After finally ripping out the old leaderboard and metrics system, it’s time to build a new one!
I’d technically already completed the first significant chunk of the new system months before, described in the Ultimate Roguelike Morgue File series. In particular the “Preparation” section in Part 1 describes how I created an external file to store all the scoreTypes and their associated parameters. This will again become important later in the process.
Now as much as I love the new text format for scoresheets, we’re certainly not going to be uploading text files anymore. The new online data system needs to be elegant, more compact, more secure, and easier to manage overall, not just a bunch of text files that are uploaded by players then batch downloaded and manually run through a dedicated analysis program :P
Protocol Buffers
The first step on this new route is to decide what format to store the scoresheet in. Technically Cogmind’s score data already has its own binary format, a well-organized one that I use to keep it in memory and, of course, compressed in the save file itself. And it works well for this purpose, but it’s just my own format, and therefore not widely compatible or as easily usable outside Cogmind. So we need an additional format for scoresheet data, one that will be more suitable for upload, storage, and manipulation.
Will Glynn, the networking pro helping me with the server side of this new adventure, suggested we use protocol buffers, also known as “protobufs.” Protobufs are apparently a popular solution for this sort of thing (and storing data in general!), with a number of features we’ll find useful:
- Protobufs are a compact binary format, which is important considering the sheer amount of values stored in the scoresheet for a single run--up to tens of thousands of data points and strings!
- Protobufs can be easily converted to other formats like JSON (in fact they’re kinda like binary JSON data to begin with), and be parsed by a bunch of existing libraries for analysis or other uses, not to mention the accessibility benefits of support across many languages.
- Protobufs are designed to be easily extensible while remaining backwards and forwards compatible. As long as no data identifiers are changed, we can add new data to later versions of the game and these scoresheets can be uploaded normally, even if the server doesn’t yet understand them--the ability to interpret new data can be added later if desired, and the data will still be there all the same. This makes it easier for me to put out new versions that extend the scoresheet without resetting the leaderboards, which I couldn’t do before since the analyze_scores.exe I talked about last time, used to build the leaderboards and produce stats, expects everything to remain unchanged from when a particular version was released. (This is why the leaderboards prior to Beta 9 were only ever reset with major update releases, and scoresheet updates always had to be postponed until that happened, even if minor updates could have benefited from including new entries.)
Setting up Protobufs
Protobufs it is, so let’s set it up! The docs are pretty good, and include API references and tutorials in a range of different languages, including C++ (which I’m using).

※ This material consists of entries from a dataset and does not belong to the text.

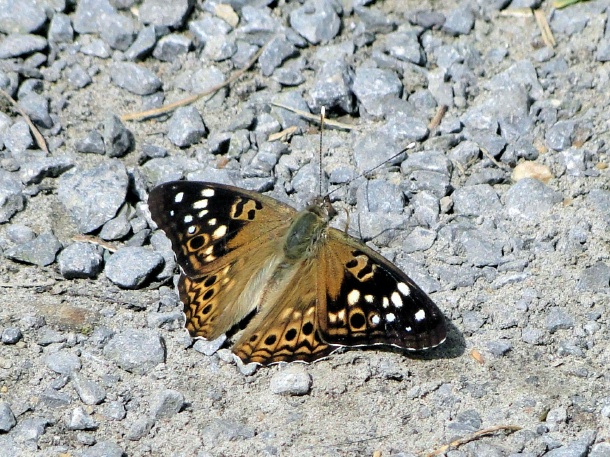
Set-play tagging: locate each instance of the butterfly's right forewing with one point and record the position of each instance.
(223, 237)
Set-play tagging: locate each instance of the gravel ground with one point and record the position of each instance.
(501, 212)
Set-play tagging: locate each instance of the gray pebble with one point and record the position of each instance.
(476, 200)
(17, 45)
(134, 78)
(80, 420)
(186, 127)
(118, 140)
(40, 251)
(11, 335)
(104, 449)
(277, 51)
(171, 47)
(530, 199)
(209, 347)
(21, 16)
(90, 392)
(168, 13)
(140, 428)
(499, 348)
(559, 136)
(63, 362)
(167, 404)
(130, 267)
(137, 351)
(80, 260)
(466, 421)
(373, 86)
(114, 410)
(93, 143)
(18, 138)
(93, 197)
(558, 319)
(143, 44)
(60, 29)
(7, 418)
(78, 78)
(37, 107)
(595, 278)
(293, 380)
(316, 21)
(12, 199)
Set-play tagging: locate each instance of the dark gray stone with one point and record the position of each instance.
(130, 267)
(530, 199)
(476, 200)
(90, 392)
(93, 143)
(559, 136)
(136, 351)
(12, 199)
(293, 380)
(7, 418)
(172, 47)
(275, 53)
(63, 362)
(17, 45)
(117, 31)
(459, 21)
(78, 77)
(186, 127)
(60, 29)
(40, 251)
(143, 44)
(11, 335)
(80, 420)
(316, 21)
(167, 13)
(21, 16)
(94, 196)
(373, 86)
(134, 78)
(595, 278)
(167, 403)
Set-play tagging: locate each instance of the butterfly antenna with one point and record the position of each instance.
(322, 117)
(402, 151)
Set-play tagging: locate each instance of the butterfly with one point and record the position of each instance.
(312, 288)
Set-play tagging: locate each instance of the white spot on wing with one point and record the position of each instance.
(403, 289)
(353, 297)
(219, 232)
(200, 204)
(396, 300)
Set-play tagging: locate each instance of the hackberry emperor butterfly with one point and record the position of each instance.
(314, 287)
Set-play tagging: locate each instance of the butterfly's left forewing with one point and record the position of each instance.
(365, 300)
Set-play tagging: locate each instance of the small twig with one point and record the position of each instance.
(193, 98)
(438, 117)
(314, 117)
(37, 135)
(545, 30)
(473, 437)
(19, 285)
(95, 240)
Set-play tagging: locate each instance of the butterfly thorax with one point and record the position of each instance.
(308, 227)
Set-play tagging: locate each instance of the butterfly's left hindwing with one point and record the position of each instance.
(365, 300)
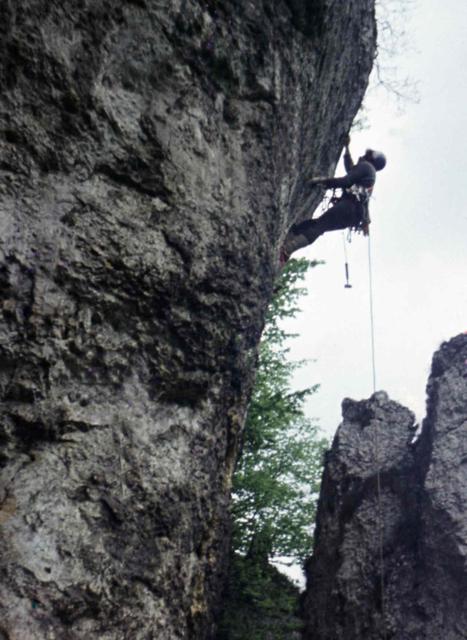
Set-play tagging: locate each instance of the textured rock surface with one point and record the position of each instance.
(422, 509)
(152, 155)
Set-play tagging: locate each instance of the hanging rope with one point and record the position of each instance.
(377, 460)
(372, 321)
(346, 260)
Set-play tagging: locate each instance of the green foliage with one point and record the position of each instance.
(260, 603)
(277, 478)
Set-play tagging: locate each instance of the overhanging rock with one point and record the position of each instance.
(152, 156)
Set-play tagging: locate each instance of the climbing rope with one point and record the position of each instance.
(377, 449)
(372, 320)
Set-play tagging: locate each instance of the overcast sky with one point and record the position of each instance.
(418, 237)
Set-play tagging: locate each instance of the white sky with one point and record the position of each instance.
(418, 237)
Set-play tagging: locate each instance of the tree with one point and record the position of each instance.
(277, 477)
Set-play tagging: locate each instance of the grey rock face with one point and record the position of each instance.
(390, 559)
(152, 156)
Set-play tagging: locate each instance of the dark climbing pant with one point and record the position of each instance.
(347, 212)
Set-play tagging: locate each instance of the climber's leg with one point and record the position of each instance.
(345, 213)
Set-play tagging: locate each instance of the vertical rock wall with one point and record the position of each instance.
(391, 562)
(152, 155)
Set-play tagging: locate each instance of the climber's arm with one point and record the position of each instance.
(358, 173)
(348, 162)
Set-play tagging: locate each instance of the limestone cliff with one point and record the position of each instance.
(152, 156)
(391, 562)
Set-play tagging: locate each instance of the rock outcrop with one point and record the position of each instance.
(390, 559)
(152, 156)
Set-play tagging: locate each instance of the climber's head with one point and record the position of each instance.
(376, 158)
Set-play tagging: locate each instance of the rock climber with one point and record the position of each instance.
(348, 211)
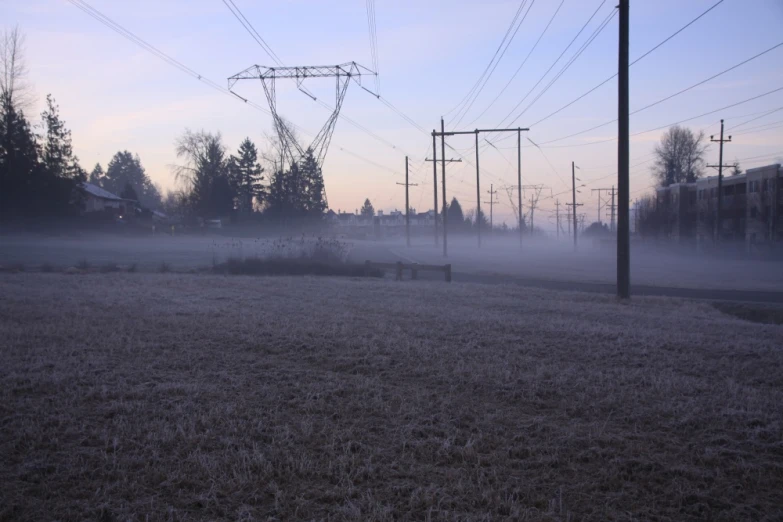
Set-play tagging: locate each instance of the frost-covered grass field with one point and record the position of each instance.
(195, 397)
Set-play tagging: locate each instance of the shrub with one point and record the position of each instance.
(297, 266)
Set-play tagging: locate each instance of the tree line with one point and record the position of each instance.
(39, 172)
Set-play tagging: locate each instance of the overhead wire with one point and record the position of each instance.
(669, 97)
(467, 107)
(650, 51)
(475, 86)
(250, 29)
(122, 31)
(763, 114)
(568, 64)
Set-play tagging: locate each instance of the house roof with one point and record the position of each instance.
(98, 192)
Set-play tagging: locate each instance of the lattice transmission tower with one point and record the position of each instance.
(291, 149)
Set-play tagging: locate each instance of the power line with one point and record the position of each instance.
(467, 108)
(373, 29)
(604, 82)
(544, 75)
(666, 98)
(250, 29)
(475, 85)
(562, 71)
(114, 26)
(761, 128)
(534, 47)
(765, 113)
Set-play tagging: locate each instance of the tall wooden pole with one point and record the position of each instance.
(443, 184)
(407, 207)
(435, 183)
(573, 199)
(623, 146)
(519, 182)
(478, 196)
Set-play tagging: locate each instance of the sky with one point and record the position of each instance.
(114, 95)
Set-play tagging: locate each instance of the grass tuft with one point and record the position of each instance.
(110, 267)
(752, 312)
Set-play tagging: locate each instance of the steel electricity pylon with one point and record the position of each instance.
(291, 149)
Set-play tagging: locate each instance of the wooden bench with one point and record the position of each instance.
(415, 268)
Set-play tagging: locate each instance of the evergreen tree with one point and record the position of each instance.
(27, 187)
(367, 209)
(246, 176)
(314, 201)
(210, 193)
(298, 193)
(125, 168)
(21, 175)
(57, 151)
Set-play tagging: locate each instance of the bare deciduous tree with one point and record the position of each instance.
(679, 157)
(14, 89)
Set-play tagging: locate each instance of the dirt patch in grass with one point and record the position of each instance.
(293, 266)
(755, 313)
(199, 397)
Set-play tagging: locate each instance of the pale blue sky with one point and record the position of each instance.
(114, 95)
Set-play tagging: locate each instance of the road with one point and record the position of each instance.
(469, 273)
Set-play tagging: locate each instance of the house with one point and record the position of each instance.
(347, 219)
(751, 208)
(97, 199)
(677, 204)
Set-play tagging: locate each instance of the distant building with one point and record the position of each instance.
(751, 208)
(97, 199)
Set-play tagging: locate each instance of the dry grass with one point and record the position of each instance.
(179, 397)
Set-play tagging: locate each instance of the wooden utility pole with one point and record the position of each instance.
(434, 161)
(720, 166)
(572, 219)
(491, 203)
(407, 205)
(435, 182)
(443, 184)
(573, 198)
(623, 145)
(599, 200)
(612, 222)
(519, 181)
(443, 134)
(478, 197)
(532, 211)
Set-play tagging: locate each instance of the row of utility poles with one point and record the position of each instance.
(622, 193)
(444, 213)
(611, 191)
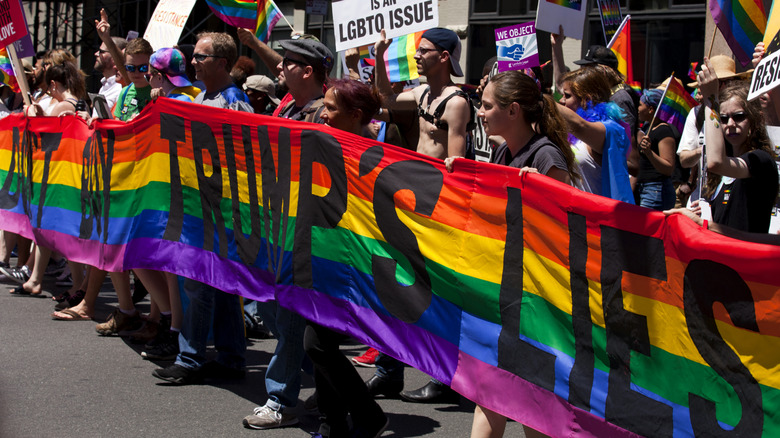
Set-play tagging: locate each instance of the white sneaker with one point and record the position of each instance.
(264, 417)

The first step is to download the library from GitHub, and in my case I had to use a slightly older version, the last to support Visual Studio 2010, since that’s what I’m still using to develop Cogmind. It includes a readme with setup instructions for both the protobuf library against which to link the game, and for “protoc,” the protobuf compiler, which is essentially used to read the game’s specifications for the protobuf content and generate a header-source pair of files for reading and writing the data from and to that format.
The data format is initially defined in one or more text files with the “.proto” extension, and anyone with that file can read and write a proper protobuf scoresheet. Cogmind just has the entire scoresheet data for a single run defined in one 1,811-line file.
Protoc reads that file and turns it into code, altogether generating functions totaling 2.85 MB. And that’s with the .proto file specifying “option optimize_for = CODE_SIZE”! This results in lighter code at the cost of runtime performance, but Cogmind isn’t making heavy or wide use of Protobufs, just for a one-time upload of the run data, so tight performance isn’t a requirement. (Out of curiosity I compared the results, and without CODE_SIZE the protobuf files come out to 5.34 MB. Cogmind’s entire source itself is only 7.79 MB xD)
Loading Protobufs with Game Data
We have a format, we have the code, now to put the real data in the format using that code :)
Again the docs came in handy, although there’s more than one way to do it and the tutorial doesn’t cover them all so I tested several approaches and eventually also looked around at several other websites for some use cases and inspiration before settling on a final method.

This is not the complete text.